Edge Cases to Consider:

  • Invalid URL format.
  • Network connectivity issues.
  • HTTP status codes indicating errors (e.g., 400, 401, 403, 404, 500, 502, 503).
  • Rate limiting (HTTP status code 429).
  • max_retries being zero.
  • base_delay being zero or negative.

Examples

Example 1:

Input: url="https://www.example.com", max_retries=3, base_delay=1
Output: <Response [200]>
Explanation: The request to example.com is successful on the first attempt.

Example 2:

Input: url="https://www.example.com/nonexistent", max_retries=3, base_delay=1
Output: Raises RetryError after 3 retries.
Explanation: The request to a nonexistent page fails repeatedly, and the function raises a RetryError after exhausting the retries.

Example 3: (Simulating a temporary error)

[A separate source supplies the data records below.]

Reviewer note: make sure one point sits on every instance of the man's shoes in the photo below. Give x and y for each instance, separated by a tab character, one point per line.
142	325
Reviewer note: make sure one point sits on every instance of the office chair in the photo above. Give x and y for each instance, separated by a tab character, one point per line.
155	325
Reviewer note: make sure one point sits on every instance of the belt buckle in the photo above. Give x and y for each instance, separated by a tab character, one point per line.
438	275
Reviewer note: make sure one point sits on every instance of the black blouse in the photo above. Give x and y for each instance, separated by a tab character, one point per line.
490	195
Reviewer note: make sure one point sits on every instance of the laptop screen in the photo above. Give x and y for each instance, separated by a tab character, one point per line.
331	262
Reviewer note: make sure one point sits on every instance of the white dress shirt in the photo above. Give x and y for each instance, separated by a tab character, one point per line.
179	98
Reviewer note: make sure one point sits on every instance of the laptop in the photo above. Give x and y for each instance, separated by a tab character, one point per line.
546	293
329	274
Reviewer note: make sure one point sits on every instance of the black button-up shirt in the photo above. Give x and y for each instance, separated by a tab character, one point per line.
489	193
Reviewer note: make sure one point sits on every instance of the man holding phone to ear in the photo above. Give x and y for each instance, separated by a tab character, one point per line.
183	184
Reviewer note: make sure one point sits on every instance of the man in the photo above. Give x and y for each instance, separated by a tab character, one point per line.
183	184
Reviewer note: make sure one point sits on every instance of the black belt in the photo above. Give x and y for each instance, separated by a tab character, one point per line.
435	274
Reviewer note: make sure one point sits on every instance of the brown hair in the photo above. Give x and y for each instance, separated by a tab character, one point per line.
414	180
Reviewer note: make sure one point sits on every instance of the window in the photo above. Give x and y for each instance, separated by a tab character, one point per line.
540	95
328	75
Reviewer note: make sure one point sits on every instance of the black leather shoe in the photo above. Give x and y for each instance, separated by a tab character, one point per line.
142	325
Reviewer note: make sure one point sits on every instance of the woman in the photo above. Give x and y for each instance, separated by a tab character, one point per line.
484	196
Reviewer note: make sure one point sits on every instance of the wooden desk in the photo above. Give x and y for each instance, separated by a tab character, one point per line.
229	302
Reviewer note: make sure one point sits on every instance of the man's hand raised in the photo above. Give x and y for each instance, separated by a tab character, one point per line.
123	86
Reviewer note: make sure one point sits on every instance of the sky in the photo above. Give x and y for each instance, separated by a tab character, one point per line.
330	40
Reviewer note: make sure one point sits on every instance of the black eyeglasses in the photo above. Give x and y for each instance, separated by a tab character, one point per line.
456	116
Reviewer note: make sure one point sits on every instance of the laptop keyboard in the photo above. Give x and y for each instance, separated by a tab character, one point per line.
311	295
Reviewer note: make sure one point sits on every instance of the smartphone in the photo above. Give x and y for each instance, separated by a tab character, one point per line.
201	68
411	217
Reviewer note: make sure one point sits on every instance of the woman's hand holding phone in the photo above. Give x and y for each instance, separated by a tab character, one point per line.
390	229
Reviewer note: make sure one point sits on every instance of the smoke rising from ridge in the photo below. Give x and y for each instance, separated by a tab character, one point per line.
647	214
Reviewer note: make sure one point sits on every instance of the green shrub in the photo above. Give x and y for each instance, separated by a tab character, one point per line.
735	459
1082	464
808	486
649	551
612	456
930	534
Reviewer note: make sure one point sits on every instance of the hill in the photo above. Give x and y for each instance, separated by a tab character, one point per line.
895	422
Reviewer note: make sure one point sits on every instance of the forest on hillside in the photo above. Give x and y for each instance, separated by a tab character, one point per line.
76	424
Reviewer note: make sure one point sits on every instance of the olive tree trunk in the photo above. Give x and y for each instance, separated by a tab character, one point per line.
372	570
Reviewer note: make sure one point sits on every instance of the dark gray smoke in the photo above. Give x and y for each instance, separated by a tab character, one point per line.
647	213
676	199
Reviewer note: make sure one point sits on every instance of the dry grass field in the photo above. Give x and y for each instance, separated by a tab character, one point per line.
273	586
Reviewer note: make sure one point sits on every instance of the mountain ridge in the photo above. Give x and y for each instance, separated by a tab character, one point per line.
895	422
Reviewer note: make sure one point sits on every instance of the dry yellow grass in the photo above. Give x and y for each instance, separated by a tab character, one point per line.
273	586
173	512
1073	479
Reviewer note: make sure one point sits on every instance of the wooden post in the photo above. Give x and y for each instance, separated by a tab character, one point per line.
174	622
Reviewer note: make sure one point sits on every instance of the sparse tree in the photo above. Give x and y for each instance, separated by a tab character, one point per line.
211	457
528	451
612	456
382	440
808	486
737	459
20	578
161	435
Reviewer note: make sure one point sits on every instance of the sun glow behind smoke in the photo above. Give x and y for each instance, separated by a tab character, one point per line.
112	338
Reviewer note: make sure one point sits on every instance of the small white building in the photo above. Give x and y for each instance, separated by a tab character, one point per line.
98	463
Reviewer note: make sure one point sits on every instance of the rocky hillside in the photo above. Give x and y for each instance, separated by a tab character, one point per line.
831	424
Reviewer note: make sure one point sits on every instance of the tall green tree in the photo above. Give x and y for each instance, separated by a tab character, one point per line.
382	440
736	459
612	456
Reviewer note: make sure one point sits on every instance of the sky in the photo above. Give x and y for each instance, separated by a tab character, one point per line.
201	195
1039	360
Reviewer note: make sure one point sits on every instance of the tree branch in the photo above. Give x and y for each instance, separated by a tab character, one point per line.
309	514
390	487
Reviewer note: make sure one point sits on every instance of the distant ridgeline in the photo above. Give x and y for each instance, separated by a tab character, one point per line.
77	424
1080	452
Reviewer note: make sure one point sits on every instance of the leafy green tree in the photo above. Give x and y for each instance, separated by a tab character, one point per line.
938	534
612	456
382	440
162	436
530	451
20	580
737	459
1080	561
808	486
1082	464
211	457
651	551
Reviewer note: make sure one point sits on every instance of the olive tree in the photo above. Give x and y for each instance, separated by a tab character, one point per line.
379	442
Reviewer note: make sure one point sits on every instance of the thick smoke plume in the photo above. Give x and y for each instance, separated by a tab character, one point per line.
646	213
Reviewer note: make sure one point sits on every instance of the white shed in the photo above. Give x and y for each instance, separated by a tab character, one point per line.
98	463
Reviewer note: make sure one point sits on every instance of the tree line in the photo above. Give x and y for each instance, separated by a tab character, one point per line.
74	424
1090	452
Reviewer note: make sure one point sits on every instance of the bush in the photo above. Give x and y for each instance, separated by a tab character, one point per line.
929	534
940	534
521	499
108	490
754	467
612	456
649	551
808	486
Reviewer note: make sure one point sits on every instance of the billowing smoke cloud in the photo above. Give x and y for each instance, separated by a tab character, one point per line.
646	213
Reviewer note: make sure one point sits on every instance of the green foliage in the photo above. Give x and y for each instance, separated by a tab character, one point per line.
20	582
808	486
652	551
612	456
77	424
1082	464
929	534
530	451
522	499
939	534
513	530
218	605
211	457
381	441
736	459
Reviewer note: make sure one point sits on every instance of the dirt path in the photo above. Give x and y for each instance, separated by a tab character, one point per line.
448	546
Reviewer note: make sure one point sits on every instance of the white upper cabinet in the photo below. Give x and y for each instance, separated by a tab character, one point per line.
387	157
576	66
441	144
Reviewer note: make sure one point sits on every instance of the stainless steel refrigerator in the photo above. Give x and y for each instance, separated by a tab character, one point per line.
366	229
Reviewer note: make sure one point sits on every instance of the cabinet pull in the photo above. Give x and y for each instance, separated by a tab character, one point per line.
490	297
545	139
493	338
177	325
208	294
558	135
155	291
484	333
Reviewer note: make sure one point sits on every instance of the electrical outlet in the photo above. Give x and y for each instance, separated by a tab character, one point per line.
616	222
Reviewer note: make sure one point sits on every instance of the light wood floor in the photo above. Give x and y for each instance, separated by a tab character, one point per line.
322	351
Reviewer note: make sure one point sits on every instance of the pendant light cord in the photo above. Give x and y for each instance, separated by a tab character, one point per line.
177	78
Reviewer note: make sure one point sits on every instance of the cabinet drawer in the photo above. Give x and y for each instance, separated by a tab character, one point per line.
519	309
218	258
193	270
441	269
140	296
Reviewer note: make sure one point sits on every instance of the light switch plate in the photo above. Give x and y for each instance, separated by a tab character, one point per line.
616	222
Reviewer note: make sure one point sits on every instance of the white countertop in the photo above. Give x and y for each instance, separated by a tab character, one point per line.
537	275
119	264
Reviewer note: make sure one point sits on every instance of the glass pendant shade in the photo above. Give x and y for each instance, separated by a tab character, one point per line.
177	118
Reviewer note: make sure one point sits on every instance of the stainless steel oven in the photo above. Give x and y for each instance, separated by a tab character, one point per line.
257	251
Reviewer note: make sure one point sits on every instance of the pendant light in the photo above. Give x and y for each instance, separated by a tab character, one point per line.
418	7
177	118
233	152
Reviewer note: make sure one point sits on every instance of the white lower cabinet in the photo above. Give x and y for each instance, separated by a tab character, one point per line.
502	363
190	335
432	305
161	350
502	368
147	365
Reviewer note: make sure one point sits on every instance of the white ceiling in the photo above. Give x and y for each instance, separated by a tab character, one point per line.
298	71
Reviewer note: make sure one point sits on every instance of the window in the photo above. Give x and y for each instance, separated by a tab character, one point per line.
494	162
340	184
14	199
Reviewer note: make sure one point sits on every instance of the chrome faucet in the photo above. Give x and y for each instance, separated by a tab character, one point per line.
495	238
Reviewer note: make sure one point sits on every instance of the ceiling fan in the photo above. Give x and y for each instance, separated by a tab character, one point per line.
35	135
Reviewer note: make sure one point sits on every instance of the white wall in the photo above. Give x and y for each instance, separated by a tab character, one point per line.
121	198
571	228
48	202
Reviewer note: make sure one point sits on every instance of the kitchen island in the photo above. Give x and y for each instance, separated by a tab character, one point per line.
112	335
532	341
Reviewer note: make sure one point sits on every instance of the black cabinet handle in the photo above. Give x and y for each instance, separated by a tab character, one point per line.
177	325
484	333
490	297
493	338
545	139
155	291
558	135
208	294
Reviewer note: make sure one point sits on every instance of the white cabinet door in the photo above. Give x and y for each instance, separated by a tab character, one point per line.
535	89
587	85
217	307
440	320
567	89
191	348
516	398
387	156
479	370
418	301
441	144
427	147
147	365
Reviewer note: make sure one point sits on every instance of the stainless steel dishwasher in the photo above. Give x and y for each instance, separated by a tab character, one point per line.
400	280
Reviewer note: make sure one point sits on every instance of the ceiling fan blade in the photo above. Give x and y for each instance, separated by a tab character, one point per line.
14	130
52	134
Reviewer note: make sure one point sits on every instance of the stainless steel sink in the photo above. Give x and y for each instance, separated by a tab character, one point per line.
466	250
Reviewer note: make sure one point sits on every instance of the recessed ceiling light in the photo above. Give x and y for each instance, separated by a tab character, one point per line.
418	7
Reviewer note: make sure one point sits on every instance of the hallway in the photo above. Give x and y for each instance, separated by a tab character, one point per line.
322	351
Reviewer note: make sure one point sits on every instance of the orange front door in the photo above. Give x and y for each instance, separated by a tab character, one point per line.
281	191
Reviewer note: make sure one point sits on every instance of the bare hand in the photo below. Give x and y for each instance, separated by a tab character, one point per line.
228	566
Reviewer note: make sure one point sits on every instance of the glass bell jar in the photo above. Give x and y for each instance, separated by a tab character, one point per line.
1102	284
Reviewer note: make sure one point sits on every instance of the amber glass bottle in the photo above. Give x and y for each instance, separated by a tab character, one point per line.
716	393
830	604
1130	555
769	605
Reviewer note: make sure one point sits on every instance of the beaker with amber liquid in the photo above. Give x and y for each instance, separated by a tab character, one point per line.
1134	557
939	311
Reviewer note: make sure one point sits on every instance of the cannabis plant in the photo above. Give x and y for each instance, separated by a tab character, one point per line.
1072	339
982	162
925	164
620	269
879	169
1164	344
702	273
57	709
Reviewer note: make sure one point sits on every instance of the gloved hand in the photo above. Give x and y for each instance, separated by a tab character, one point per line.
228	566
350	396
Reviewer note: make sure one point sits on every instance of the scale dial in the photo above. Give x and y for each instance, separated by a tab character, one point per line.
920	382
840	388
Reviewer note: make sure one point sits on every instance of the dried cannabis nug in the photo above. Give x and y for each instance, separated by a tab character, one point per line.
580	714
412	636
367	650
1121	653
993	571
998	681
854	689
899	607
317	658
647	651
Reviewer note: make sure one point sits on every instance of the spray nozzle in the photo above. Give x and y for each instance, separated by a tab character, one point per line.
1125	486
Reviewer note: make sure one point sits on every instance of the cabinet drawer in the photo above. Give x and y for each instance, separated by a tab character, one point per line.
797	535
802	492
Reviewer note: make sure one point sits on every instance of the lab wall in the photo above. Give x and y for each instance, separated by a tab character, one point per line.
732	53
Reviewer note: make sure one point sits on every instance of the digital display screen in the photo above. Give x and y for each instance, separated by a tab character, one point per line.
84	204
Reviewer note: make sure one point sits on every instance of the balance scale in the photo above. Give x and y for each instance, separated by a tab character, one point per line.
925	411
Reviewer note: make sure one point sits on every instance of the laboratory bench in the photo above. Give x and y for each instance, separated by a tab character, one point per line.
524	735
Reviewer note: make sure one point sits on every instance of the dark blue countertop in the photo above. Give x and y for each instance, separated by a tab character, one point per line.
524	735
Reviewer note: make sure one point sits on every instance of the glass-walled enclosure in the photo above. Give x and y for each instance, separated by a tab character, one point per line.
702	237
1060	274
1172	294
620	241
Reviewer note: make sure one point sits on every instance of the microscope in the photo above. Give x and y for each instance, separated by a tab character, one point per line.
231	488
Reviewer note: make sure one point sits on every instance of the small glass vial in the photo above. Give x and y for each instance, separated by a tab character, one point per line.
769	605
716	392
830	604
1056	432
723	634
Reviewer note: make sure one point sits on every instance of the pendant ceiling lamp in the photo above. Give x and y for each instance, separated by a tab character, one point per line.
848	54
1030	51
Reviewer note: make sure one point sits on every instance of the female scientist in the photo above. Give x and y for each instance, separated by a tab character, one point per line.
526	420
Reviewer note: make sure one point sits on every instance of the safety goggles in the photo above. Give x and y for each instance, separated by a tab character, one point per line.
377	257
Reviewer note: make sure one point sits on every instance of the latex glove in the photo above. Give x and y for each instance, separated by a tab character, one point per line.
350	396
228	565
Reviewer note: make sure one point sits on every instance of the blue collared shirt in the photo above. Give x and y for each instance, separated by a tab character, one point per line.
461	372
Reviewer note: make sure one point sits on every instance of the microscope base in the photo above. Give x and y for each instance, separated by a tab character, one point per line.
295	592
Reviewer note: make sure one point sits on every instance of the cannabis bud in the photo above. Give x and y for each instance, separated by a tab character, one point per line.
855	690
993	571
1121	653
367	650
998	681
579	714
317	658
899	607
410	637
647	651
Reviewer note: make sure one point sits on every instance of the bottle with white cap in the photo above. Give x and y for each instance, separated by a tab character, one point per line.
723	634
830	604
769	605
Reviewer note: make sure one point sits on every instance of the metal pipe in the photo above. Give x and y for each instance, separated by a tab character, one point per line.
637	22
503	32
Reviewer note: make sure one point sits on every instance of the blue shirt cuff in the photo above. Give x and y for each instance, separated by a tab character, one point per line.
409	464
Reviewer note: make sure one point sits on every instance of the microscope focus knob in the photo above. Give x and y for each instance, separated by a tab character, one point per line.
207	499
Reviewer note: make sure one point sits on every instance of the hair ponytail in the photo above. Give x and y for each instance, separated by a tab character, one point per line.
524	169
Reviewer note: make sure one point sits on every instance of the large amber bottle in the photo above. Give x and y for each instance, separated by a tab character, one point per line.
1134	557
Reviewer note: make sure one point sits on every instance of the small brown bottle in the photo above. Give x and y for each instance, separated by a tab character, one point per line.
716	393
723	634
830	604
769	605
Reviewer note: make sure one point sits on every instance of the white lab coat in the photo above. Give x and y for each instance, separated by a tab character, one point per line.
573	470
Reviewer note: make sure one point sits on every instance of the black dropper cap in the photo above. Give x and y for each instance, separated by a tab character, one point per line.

Input: url="https://httpstat.us/503", max_retries=2, base_delay=0.5
Output: <Response [200]> (after a retry)
Explanation: The URL returns a 503 Service Unavailable error initially. The function retries, and eventually the request succeeds.

Constraints

  • url must be a valid URL string.
  • max_retries must be a non-negative integer.
  • base_delay must be a positive float.
  • The exponential backoff delay should not exceed 60 seconds.
  • The jitter should be between 0 and base_delay / 2.
  • Use the requests library. Install it with pip install requests.

Notes

  • Consider using the time.sleep() function to introduce delays.
  • Use a RetryError exception to signal that the request failed after all retries. You can define this exception yourself.
  • The exponential backoff formula can be implemented as base_delay * (2 ** retry_count).
  • The jitter can be implemented using random.uniform(0, base_delay / 2).
  • Think about how to handle different types of exceptions that might occur during the request. You may want to retry only certain types of errors.
  • This problem focuses on the retry logic itself. Error handling beyond retries (e.g., logging, circuit breakers) is not required.